I have managed to secure an interview at a local college for a full-time, tenure-track position. I have applied to this college three times, and this is the first time I’ve gotten an interview. It’s next week. I haven’t had an interview for one of these serious positions in quite a long time, so I’m feeling a little shaky about it.
These academic interview processes are gruelling. Of course, all interview processes are potentially gruelling, but these can be nuts. My application packet (which I submitted a month ago) was no less than thirty pages. The interview itself will be at least an hour in front of a rather large committee. For the interview, I must prepare a fifteen minute demonstration on a lesson plan and syllabus. If out of the twenty or so candidates they are interviewing, I am one of the lucky few finalists who makes it to a second interview, I’ll then interview with the Vice President of the college. If I make it past that one, I’ll interview with the Superintendent of schools. This whole process takes a few weeks, and it’s nothing short of nerve-racking. The good news is that I’ve gone through it before, and while neither process ended in me with a great job, I did gain experience, and perhaps a speck of confidence, maybe even a hint of professional maturity. We shall see. I just hope I’m not still coughing up a lung every five minutes by next Wednesday. I really want this job.

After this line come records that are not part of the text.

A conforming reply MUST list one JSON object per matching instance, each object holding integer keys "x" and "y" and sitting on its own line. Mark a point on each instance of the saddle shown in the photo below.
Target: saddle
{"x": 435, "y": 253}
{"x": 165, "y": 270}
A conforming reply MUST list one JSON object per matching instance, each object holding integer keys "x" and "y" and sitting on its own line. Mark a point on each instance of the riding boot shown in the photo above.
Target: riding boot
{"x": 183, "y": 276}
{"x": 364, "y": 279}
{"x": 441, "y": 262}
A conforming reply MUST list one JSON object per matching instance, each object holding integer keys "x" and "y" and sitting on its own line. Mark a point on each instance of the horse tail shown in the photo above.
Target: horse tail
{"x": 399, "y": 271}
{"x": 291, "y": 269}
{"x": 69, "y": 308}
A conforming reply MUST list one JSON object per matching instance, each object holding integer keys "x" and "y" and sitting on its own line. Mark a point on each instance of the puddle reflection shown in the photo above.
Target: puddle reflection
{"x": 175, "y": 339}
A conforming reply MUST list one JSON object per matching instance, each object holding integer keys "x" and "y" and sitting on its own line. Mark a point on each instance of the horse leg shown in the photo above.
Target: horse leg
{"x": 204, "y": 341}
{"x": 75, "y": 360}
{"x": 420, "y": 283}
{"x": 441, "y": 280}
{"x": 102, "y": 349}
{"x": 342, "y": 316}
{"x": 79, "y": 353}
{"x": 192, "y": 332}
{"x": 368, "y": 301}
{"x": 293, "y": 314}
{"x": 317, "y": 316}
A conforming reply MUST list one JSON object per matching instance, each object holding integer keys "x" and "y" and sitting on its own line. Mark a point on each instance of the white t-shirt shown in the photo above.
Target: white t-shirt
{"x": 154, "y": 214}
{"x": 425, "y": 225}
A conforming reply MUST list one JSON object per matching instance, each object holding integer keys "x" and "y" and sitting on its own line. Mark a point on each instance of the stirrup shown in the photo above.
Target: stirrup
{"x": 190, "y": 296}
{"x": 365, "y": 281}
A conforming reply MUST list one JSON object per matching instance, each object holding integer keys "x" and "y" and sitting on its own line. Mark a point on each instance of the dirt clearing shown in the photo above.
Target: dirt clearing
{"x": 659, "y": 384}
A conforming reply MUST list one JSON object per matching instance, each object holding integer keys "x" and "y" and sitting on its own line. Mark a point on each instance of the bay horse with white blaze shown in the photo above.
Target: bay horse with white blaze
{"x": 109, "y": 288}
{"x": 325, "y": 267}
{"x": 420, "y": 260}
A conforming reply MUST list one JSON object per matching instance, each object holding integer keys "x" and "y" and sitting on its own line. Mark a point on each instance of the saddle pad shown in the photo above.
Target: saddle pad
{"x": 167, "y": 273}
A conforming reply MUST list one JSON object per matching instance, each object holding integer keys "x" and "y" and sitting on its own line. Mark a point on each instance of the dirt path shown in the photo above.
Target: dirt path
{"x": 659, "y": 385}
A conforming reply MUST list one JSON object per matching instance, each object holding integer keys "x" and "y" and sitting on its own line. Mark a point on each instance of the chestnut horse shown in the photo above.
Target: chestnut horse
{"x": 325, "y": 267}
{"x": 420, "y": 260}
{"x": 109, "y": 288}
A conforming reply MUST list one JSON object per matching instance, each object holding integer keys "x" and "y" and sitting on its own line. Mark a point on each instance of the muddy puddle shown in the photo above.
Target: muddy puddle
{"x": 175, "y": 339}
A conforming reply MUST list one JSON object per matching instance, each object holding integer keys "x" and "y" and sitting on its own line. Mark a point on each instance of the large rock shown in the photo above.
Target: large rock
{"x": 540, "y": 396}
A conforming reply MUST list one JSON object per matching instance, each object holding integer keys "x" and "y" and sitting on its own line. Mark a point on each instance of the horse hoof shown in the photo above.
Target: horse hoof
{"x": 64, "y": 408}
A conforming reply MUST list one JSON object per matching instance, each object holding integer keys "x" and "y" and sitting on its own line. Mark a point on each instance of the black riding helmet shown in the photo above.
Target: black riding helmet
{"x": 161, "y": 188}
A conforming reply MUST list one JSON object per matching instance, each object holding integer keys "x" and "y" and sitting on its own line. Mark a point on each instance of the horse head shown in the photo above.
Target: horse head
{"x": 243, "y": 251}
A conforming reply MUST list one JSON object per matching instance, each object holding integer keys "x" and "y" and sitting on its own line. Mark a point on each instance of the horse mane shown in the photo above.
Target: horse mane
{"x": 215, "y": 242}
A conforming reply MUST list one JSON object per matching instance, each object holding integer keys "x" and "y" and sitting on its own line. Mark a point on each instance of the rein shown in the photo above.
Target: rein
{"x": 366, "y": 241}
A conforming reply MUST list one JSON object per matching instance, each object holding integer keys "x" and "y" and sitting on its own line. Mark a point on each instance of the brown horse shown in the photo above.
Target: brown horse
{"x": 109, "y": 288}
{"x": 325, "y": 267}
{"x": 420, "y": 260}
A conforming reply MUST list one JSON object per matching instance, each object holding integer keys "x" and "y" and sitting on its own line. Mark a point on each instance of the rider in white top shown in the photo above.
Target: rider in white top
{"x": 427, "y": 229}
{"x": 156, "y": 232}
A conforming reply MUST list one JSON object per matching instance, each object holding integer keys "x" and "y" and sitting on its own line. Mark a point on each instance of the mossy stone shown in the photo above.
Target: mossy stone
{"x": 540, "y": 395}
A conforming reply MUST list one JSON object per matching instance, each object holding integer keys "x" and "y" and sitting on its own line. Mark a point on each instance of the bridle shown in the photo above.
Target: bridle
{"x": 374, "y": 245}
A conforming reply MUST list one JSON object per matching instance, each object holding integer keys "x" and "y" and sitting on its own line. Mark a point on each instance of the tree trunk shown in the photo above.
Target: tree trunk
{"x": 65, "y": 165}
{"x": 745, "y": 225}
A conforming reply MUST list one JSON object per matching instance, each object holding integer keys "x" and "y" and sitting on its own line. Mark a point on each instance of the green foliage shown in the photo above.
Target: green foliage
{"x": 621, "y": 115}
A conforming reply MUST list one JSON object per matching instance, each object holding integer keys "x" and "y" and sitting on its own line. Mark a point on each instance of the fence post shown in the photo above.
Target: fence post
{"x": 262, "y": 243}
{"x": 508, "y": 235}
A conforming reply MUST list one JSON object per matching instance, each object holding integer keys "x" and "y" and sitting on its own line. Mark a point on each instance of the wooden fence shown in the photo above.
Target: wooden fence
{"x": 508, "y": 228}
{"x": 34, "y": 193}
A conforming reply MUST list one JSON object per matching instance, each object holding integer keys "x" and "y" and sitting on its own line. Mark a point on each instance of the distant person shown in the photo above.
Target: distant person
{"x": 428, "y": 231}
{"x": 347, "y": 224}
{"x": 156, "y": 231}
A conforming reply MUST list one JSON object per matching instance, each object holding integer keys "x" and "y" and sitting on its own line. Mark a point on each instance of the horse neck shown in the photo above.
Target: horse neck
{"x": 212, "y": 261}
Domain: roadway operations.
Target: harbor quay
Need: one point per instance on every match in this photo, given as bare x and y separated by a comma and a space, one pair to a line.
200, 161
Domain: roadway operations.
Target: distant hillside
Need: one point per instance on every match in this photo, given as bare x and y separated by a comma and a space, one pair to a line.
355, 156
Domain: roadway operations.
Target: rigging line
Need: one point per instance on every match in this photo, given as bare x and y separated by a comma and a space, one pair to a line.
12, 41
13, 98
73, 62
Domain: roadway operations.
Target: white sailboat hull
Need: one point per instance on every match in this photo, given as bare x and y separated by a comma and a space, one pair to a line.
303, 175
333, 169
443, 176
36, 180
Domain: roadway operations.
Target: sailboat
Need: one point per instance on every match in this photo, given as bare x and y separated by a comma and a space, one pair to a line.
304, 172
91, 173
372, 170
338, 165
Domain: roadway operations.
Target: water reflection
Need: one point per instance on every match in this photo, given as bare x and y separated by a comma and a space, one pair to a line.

Speaking of horizons (and, consequently, back to the original focus of this whole blog), we’re on a one-cycle break for sanity’s sake, but we do have more cycles of trying coming soon. After this month, we’ll have probably two more attempts with Mr. G before he leaves the country for over a year, at which point, we will implement a yet unknown Plan B (or C or D–not sure which letter we’ve gotten to by now). We probably should have taken a few months off during the move, but we didn’t have the heart to do it. I fell oddly okay about this because I think J and I both need to get back to that place of remembering what it is we’re doing this for–back to dreaming about being parents, potentially even back to a speck of idealism if that’s even possible. Of course, that may be as likely as regaining one’s virginity, but it doesn’t hurt trying, right?